Ken Adam: Schöpfer spektakulärer filmischer Sets

23.03.2015 Walter Gasperi

Der 1921 in Berlin geborene Ken Adam gilt als einer der bedeutendsten Production-Designer des 20. Jahrhunderts. Den meisten «Bond»-Filmen von «Dr. No» bis «Moonraker» drückte er mit seinen Sets ebenso den Stempel auf wie Stanley Kubricks «Dr. Strangelove» mit dem Entwurf des «War Room». Die Deutsche Kinemathek in Berlin ehrt den 93-Jährigen bis 17. Mai mit einer Ausstellung im Filmhaus am Potsdamer Platz.


Nach seinem spektakulären Set für «Dr. No» (Terence Young, 1962), den ersten James-Bond-Film, holte Stanley Kubrick Ken Adams als Production Designer für «Dr. Strangelove or: How I Learned to Stop Worrying and Love the Bomb» (1964). Die ersten Entwürfe von Adam entsprachen aber keineswegs den Vorstellungen des Regisseurs und der Production-Designer musste nochmals völlig neu anfangen.

Detailliert wird die Genese des legendären «War Room» aus «Dr.
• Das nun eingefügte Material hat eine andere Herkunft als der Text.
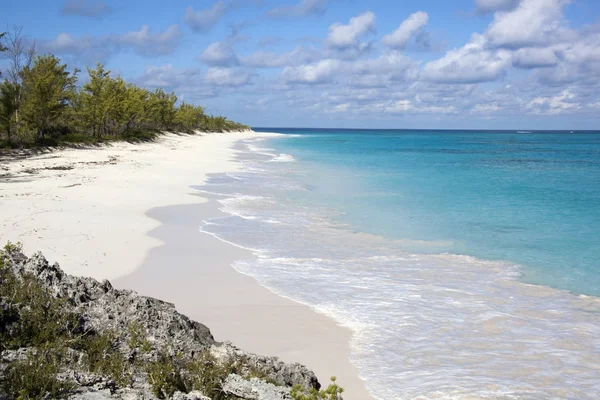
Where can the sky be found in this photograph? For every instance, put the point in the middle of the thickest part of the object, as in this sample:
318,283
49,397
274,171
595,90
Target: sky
426,64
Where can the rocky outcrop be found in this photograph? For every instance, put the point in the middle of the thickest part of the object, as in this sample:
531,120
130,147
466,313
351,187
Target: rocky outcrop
145,328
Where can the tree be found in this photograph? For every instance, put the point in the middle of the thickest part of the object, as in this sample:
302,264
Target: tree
20,55
163,105
8,107
2,47
94,100
188,117
47,90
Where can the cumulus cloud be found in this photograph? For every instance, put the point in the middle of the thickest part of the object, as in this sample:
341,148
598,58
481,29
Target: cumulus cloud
269,41
227,77
410,107
165,76
98,48
534,58
347,36
147,43
320,72
561,103
203,20
270,59
407,30
86,8
219,54
303,8
472,63
65,43
487,6
531,23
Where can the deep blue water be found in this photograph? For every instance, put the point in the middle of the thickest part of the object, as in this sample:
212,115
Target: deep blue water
424,245
532,199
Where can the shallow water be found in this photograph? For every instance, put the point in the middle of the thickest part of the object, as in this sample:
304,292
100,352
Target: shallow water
423,244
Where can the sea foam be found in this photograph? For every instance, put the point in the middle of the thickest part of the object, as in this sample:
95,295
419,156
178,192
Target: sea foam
426,326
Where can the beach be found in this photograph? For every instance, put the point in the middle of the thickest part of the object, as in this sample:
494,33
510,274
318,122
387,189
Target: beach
126,212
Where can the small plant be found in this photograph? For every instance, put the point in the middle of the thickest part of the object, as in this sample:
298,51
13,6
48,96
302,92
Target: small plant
42,317
137,339
333,392
102,358
10,247
206,374
165,377
35,377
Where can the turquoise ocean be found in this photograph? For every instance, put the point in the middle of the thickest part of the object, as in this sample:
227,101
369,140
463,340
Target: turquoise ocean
466,263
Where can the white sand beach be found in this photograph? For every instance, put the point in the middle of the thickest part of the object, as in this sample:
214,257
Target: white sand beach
126,212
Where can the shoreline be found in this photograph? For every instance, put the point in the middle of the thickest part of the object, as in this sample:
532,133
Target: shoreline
118,195
200,280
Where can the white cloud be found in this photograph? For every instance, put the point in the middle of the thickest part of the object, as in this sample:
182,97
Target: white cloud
219,54
203,20
558,104
407,29
347,36
534,58
407,106
472,63
165,76
269,59
486,6
86,8
320,72
65,43
92,49
531,23
486,108
303,8
147,43
227,77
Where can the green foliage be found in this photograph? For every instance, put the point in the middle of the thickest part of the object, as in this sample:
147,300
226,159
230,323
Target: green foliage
32,317
333,392
47,90
207,375
43,106
35,377
137,338
102,357
2,47
165,377
9,95
42,318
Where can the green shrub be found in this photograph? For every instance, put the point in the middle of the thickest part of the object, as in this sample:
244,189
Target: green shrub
42,317
333,392
206,374
102,358
35,377
137,338
164,376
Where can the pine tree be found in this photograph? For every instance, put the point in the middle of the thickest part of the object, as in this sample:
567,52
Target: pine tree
47,90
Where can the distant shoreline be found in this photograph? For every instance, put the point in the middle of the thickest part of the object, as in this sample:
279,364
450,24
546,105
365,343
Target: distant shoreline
127,213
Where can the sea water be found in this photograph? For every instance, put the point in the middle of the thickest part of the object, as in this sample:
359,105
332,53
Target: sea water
467,264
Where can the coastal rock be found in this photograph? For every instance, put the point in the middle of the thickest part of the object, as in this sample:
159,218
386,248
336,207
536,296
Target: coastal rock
254,389
145,328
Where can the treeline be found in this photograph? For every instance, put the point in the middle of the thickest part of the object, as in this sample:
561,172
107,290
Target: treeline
41,104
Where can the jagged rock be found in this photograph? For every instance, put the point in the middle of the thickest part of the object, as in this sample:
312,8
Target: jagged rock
101,308
254,389
193,395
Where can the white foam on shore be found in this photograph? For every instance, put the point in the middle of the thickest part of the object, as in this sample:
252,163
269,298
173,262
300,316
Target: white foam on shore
283,158
426,326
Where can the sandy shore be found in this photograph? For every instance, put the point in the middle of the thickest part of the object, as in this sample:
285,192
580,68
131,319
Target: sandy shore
127,213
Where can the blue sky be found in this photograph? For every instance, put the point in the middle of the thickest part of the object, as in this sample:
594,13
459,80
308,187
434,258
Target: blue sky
480,64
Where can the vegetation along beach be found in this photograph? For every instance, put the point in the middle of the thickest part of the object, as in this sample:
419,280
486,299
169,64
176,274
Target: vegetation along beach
300,200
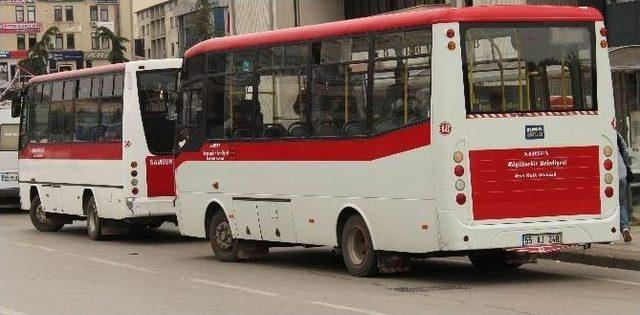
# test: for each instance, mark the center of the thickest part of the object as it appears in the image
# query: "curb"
(583, 257)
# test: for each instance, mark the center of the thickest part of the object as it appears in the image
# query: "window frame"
(18, 136)
(309, 67)
(589, 26)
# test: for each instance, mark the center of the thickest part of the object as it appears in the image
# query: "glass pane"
(520, 69)
(9, 137)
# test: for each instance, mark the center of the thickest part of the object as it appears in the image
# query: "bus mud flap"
(252, 250)
(390, 262)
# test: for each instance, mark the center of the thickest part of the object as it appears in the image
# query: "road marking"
(614, 281)
(49, 249)
(94, 259)
(7, 311)
(346, 308)
(112, 263)
(233, 287)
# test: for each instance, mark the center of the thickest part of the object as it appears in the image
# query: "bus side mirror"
(173, 106)
(16, 106)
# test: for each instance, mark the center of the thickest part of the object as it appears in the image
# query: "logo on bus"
(445, 128)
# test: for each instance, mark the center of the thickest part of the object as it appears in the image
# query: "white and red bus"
(8, 157)
(481, 131)
(97, 144)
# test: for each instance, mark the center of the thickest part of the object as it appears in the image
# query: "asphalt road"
(161, 272)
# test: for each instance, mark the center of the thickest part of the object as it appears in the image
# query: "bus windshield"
(528, 68)
(154, 87)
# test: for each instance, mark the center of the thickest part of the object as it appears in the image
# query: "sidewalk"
(617, 255)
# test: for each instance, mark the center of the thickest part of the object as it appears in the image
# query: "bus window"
(339, 88)
(529, 68)
(402, 79)
(86, 121)
(111, 121)
(39, 116)
(154, 88)
(9, 137)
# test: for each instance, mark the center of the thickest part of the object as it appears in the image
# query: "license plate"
(541, 239)
(9, 177)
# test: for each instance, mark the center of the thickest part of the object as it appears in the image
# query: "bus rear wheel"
(39, 217)
(357, 249)
(224, 246)
(494, 260)
(94, 222)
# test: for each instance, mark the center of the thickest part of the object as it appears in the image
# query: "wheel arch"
(86, 193)
(213, 206)
(33, 192)
(347, 211)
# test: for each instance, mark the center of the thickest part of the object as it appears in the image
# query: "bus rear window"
(529, 68)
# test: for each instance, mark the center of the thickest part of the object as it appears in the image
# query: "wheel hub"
(223, 236)
(357, 246)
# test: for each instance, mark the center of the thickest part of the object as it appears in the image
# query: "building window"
(31, 13)
(19, 13)
(59, 41)
(32, 40)
(104, 14)
(21, 43)
(71, 41)
(95, 42)
(93, 12)
(104, 43)
(57, 14)
(68, 12)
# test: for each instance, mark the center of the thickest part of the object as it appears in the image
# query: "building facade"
(23, 22)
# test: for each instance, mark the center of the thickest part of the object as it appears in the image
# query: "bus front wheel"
(357, 249)
(224, 246)
(39, 217)
(94, 222)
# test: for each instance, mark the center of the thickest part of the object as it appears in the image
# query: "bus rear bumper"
(510, 235)
(150, 206)
(9, 198)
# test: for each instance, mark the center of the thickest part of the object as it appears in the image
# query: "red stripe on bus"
(73, 151)
(363, 149)
(536, 182)
(398, 21)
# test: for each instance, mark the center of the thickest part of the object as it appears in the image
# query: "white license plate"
(9, 177)
(541, 239)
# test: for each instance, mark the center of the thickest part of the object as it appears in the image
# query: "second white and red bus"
(97, 144)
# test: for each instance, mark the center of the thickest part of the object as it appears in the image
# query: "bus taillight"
(608, 192)
(608, 165)
(458, 170)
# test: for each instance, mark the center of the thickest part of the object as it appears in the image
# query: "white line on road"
(233, 287)
(94, 259)
(346, 308)
(614, 281)
(7, 311)
(49, 249)
(112, 263)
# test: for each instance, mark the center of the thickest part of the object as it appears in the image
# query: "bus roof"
(428, 16)
(118, 67)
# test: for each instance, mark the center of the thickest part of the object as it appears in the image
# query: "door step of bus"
(389, 262)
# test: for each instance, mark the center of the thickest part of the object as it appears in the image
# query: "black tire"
(39, 218)
(357, 249)
(156, 224)
(94, 222)
(224, 246)
(494, 260)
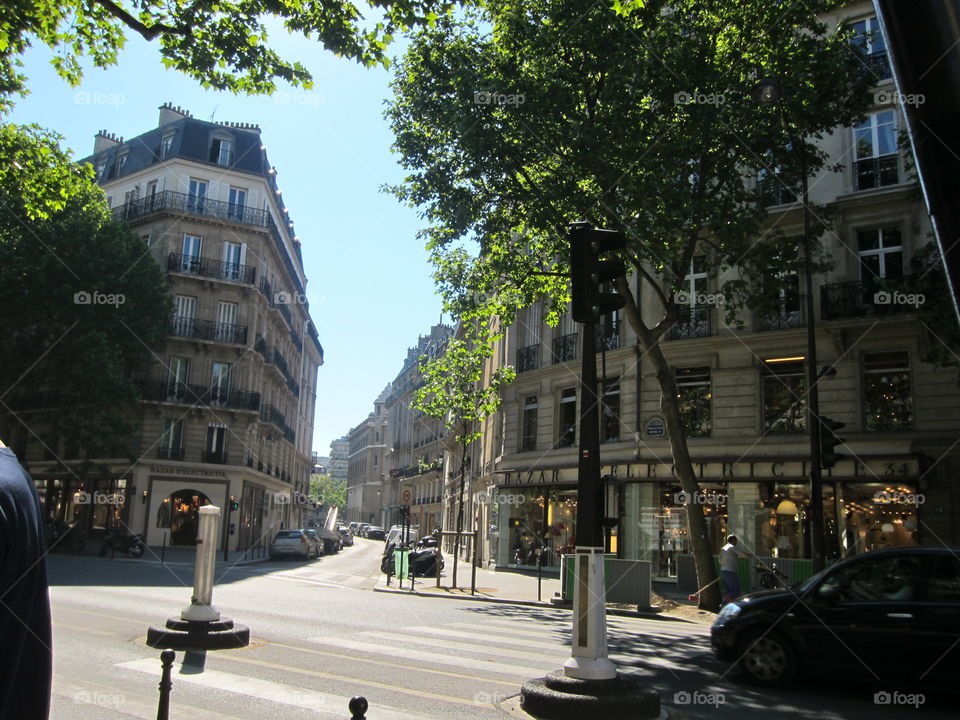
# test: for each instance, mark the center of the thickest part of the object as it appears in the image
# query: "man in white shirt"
(728, 569)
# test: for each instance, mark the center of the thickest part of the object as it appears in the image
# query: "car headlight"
(727, 613)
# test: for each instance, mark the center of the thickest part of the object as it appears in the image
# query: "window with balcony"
(610, 418)
(887, 394)
(528, 439)
(694, 319)
(695, 397)
(876, 162)
(221, 151)
(166, 146)
(567, 418)
(868, 37)
(784, 396)
(171, 440)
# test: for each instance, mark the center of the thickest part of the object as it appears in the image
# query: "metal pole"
(813, 393)
(166, 663)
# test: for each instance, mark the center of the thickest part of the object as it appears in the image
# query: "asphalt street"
(320, 635)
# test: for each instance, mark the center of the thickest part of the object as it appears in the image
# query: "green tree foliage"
(222, 44)
(85, 304)
(517, 119)
(327, 491)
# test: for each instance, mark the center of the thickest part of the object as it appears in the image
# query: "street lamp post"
(768, 94)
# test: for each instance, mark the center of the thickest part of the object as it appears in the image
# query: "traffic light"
(589, 271)
(829, 441)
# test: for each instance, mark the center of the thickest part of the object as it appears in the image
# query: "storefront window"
(694, 397)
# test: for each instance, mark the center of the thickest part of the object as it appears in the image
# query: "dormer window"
(166, 145)
(221, 151)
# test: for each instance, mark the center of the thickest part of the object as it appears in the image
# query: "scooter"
(114, 540)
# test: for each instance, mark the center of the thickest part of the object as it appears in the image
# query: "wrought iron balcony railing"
(693, 323)
(608, 334)
(189, 394)
(170, 201)
(527, 358)
(876, 172)
(217, 457)
(205, 267)
(565, 348)
(187, 327)
(867, 298)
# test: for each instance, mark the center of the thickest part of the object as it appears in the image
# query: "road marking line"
(388, 663)
(558, 652)
(346, 678)
(332, 705)
(436, 658)
(463, 634)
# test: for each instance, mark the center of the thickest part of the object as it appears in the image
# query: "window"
(215, 450)
(693, 320)
(695, 398)
(784, 398)
(166, 145)
(221, 151)
(610, 419)
(887, 397)
(220, 384)
(875, 151)
(881, 253)
(869, 39)
(237, 203)
(190, 256)
(568, 418)
(171, 440)
(196, 195)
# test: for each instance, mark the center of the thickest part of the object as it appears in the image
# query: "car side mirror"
(829, 594)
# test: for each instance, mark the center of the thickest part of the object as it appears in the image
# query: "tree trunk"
(456, 539)
(709, 598)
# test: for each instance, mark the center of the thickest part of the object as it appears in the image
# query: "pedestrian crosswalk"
(462, 669)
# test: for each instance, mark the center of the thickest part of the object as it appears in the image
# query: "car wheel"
(767, 658)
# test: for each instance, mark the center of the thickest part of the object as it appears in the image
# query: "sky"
(369, 279)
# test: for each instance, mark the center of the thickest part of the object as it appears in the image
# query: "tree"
(85, 303)
(516, 120)
(223, 45)
(327, 491)
(457, 390)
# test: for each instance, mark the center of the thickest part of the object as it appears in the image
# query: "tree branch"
(148, 33)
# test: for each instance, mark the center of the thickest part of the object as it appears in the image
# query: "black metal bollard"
(358, 708)
(166, 662)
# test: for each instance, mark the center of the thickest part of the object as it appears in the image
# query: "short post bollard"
(166, 663)
(358, 707)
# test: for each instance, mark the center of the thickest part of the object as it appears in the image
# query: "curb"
(646, 614)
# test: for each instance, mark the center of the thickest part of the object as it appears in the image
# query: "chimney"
(104, 141)
(170, 113)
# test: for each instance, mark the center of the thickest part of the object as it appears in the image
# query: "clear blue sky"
(369, 282)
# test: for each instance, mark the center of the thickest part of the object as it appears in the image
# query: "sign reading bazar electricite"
(861, 470)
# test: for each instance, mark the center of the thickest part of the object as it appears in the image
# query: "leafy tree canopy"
(221, 43)
(86, 303)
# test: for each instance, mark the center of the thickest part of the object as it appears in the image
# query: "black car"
(891, 614)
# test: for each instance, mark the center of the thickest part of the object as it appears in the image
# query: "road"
(319, 636)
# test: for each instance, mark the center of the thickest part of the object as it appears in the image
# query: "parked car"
(302, 543)
(893, 613)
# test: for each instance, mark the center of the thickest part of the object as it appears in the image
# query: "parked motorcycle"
(117, 540)
(423, 559)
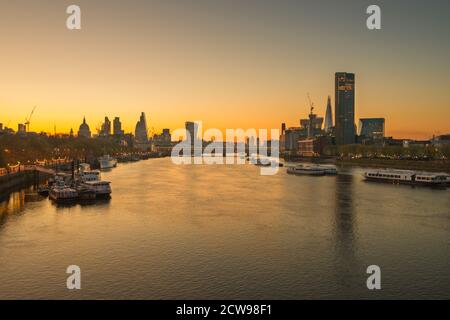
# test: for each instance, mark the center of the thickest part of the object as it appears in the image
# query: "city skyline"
(204, 61)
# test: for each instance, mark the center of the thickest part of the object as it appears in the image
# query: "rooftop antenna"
(311, 105)
(28, 120)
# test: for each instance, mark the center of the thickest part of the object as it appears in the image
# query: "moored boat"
(407, 177)
(313, 170)
(101, 188)
(107, 162)
(60, 192)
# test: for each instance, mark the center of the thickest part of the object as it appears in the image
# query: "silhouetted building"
(289, 140)
(84, 130)
(344, 108)
(117, 127)
(328, 117)
(106, 128)
(192, 129)
(442, 140)
(371, 128)
(21, 128)
(313, 147)
(312, 126)
(141, 131)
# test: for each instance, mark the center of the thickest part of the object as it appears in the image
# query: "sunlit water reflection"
(227, 232)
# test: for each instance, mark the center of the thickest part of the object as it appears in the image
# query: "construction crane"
(311, 105)
(28, 120)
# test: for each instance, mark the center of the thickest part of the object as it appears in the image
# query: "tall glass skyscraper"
(328, 116)
(344, 108)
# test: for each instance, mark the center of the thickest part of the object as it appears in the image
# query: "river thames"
(226, 232)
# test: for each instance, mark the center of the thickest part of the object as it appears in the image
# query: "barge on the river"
(407, 177)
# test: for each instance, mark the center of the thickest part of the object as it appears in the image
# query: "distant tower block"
(328, 116)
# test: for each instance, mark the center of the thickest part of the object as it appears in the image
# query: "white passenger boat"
(92, 180)
(60, 192)
(407, 177)
(313, 170)
(107, 162)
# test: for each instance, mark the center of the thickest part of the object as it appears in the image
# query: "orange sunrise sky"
(230, 64)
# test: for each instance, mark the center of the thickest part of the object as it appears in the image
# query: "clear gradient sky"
(229, 63)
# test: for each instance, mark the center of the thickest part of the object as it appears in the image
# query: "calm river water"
(226, 232)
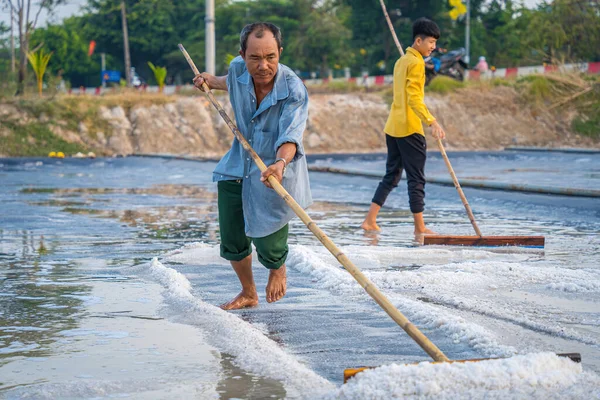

Strangelove» in der Ausstellung von Adam selbst nacherzählt, begleitet von Entwürfen zum Set. Auch die Anmerkung, dass Kubrick von ihm wünschte, den Tisch mit Filz zu überziehen, damit die Szene, wie eine Pokerpartie wirke, fehlt nicht.

Eine der berühmtesten Kulissen der Filmgeschichte hat Ken Adam damit geschaffen, selbst für einen Schauspieler wie Ronald Reagan so real, dass er bei seinem Amtsantritt als US-Präsident 1981 gebeten haben soll, dass man ihm den «War Room» zeige. Das Personal freilich konnte darauf nur antworten, dass es diesen Raum nicht gebe.

1921 in Berlin als Klaus Hugo Adam als Sohn eines deutsch-jüdischen Kaufhausbesitzers geboren, besuchte Klaus das Französische Gymnasium, ehe er 1934 mit seinen Eltern und Geschwistern nach Großbritannien auswanderte. Im Zweiten Weltkrieg flog er als Jagdflieger Einsätze gegen die Nazis, aber nicht gegen Deutschland, wo zu dieser Zeit zahlreiche seiner Verwandten in den KZ ums Leben kamen.

Weil er sich mit seiner Hawker Typhoon besonders tollkühn auf die deutschen Fahrzeugkolonnen gestürzt habe, habe er bei diesen Einsätzen den Spitznamen «Tank-Buster» («Panzerknacker») erhalten. Das Explosive dieser Realität verarbeitete er später in den Superwaffen der Bondfilme.

Erste Filmerfahrungen sammelte er dann als Assistant Art Director 1947/48 bei «Dick Barton Strikes Back» (Godfrey Grayson). 1951 lernte er auf Ischia Letizia Moauro kennen, die er 1952 heiratete und die zu seiner wichtigsten Beraterin wurde. Bei Seefahrer- und Piratenfilmen wie «Captain Horatio Hornblower» (Raoul Walsh, 1950), «The Crimson Pirate» (Robert Siodmak, 1952) und Monumentalfilmen wie «Helen of Troy» (Robert Wise, 1956) lernte er als Assistant Art Director sein Handwerk, ehe er 1956 bei «Soho Incident» (Vernon Sewell) erstmals als alleiniger Art Director genannt wurde.

1957 wurde er zusammen mit William Cameron Menzies für die Kulissen von «Around the World in Eighty Days» (Michael Anderson, 1956) für einen Oscar nominiert, seine berühmtesten Sets schuf er aber neben dem für Kubricks «Dr. Strangelove» für sieben James-Bond-Filme von «Dr. No» (1962) bis «Moonraker» (1979).

Nicht chronologisch arbeitet die Ausstellung, die den Titel «Bigger than Life» trägt, das Werk von Adams auf, sondern stellt thematisch mit Zeichnungen und Filmausschnitten neben Machtzentralen und Versammlungsräumen Verliese und Labore, Villen und Appartements und schließlich die speziellen Fahrzeuge, die Adam für die Bond-Filme schuf, vor.

In der Gegenüberstellung paralleler Sets verschiedenerer Filme werden Gemeinsamkeiten – das Typische von Adams filmischen Welten – erkennbar, andererseits vermitteln Skizzen und Ausschnitte auch eindrücklich, welch große Rolle bei den Sets von Adam das Spiel mit dem Raum und mit Licht-Schatten-Effekten haben und wie bei diesem vom Bauhausstil beeinflussten Künstler gerade Linien dominieren.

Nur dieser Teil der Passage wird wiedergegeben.